First I bought from Eric at Hpcalc.org and am always pleased with dealing with him.

The calculator is in a blister pack and always dangerous to open, but that is actually a side note.

It is an okay, above average calculator with the Hp tactile keyclick. I suspect (and expect) it will last 3-5 years with fairly heavy use (I don't expect it will last 10-20 years like the 41, Pioneer, or Voyager series). But I also suspect it is every bit as tough or rugged for field work ie dropping and beating up in a travel bag.

It really isn't as good as an Hp20s or Hp32s for overall quality, but manufacturing costs probably prohibit a return to those types of calculators for price and sale. I feel the upper selection modes keys at the top are going to be the high failure areas of this model (hence the 3-5 year lifetime).

However, I don't disdain it as I imagined I would. I would have liked better and the comments about the decimal point are valid. If you have weak eyes, you won't see it.

It is available and the only RPN calculator now allowed for the EIT or PE exams here in the USA.

Putting things in perspective, I would say it is an okay working RPN calculator. Also note, it is an AOS/RPN selectable (not EOS like everyone else) calculator. I like AOS better, but I suspect most new users won't if they choose algebraic.

If you are really selective in your calculator use, not worried about theft or loss, you can buy an Hp classic at twice or thrice the cost. However, if you use your calculator at work and/or in a high risk environment, the Hp33s will certainly give you a decent RPN calculator to expose to the real world.

1) Be sure to take a look at the learning modules on HP's site for the 33S. Be curious what you think about them. :-)

2) AOS mode actually has some advantages IMO (heresy?) when dealing with complex numbers. Came to that conclusion writing the Complex number module.

I do think the 33S is a demonstration that HP has not given up on RPN. They could have made the model without it.

>>It is available and the only RPN calculator now allowed for the EIT or PE exams here in the USA.<<

The 33S is also the only *programmable* calculator now allowed for the EIT, PE, LSIT, or PLS exams.

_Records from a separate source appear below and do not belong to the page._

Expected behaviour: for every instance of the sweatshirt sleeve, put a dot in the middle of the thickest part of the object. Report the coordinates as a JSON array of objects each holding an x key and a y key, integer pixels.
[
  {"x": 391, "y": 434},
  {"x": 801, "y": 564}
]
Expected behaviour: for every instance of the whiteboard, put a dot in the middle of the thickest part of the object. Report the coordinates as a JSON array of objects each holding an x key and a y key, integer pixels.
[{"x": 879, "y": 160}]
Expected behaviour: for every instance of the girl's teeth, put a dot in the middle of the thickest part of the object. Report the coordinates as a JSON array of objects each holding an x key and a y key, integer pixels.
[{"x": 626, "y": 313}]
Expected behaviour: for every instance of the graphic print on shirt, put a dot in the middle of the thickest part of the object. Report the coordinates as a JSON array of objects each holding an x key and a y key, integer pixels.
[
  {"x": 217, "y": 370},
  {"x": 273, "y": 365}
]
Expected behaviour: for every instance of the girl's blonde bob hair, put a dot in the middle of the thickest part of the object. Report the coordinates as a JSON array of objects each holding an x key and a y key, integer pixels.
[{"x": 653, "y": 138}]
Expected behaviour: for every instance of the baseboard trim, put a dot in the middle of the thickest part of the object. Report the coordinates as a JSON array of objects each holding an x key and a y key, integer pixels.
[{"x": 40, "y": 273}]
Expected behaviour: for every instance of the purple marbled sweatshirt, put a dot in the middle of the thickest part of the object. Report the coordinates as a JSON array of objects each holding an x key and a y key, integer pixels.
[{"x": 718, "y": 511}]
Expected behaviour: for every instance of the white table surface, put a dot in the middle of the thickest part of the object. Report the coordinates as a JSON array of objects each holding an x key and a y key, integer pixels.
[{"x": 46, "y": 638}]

>>Putting things in perspective, I would say it is an okay working RPN calculator.<<

Agreed. However, I would also advise all 33S users to be aware of the bugs that affect several 33S functions (HMS conversion, polar conversion, and combinations).

Does your 33S still have these bugs? If so, does HP now include a copy of their "User's Manual Update" in the blister pack?

My most recent 33s purchase (BTW: ~$40.00, from an Amazon partner) came with the "User's Manual Update" sheet included.

In case you've not tried it, using the comma for the fraction mark can make the decimal location marginally more legible -- two "pixels" rather than one -- but at the expense of the thousands separators' legibility, however.

Adjusting the contrast on the display can reduce the shadowing somewhat. (Lower contrast allows more light to pass through and softens the shadows.)